Un altro prezioso cimelio è costituito dalla gara della “Favorita” di Palermo, teatro dell’incontro Palermo – Sorrento, campionato di serie C1, stagione ’85-’86. Un ambiente sicuramente ostile, terreno di gioco ai limiti della praticabilità come la foto in alto chiaramente testimonia. Ma tutto questo non impedì all’attaccante aquinate di firmare il gol che consentì alla propria squadra (di cui era anche capitano) di violare il campo dei rosanero zittendo definitivamente il numeroso pubblico palermitano. Un aquinate doc ancora oggi controverso, il cui nome continua a esercitare una certa suggestione a distanza di tanti anni. Un aneddoto su tutti è sufficiente per farci capire la reale portata del Guido Veglia calciatore. Tempo fa un ragazzo di Aquino si trovava a Pescara per motivi professionali.

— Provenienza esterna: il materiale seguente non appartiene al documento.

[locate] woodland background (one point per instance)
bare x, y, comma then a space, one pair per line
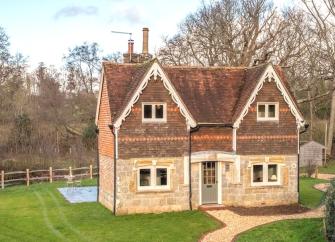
47, 114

Il nostro concittadino si imbattè per caso in Salvatore Garritano, celebre attaccante del Torino scudettato (stagione ’75- ’76). L’ex granata, appena sentita la provenienza del ragazzo, non esitò a chiedergli se conoscesse Guido Veglia. Sentitosi rispondere (ovviamente) in modo affermativo, Garritano dichiarò di ricordare molto bene il Veglia calciatore che, a suo avviso, avrebbe meritato ampiamente la Nazionale maggiore. Un attestato di stima inequivocabile che la dice lunga sullo spessore di Guido Veglia e che, oltre a costituire ulteriore motivo di vanto, aumenta al tempo stesso il rimpianto per quello che poteva essere e invece non è stato. Quante volte ancora ci capita di menzionarlo durante le nostre chiacchierate calcistiche? Tutti concordi nell’affermare che è stato l’unico a dare lustro – calcisticamente parlando – alla nostra amata cittadina. Grazie Guido, gli aquinati ti rendono onore.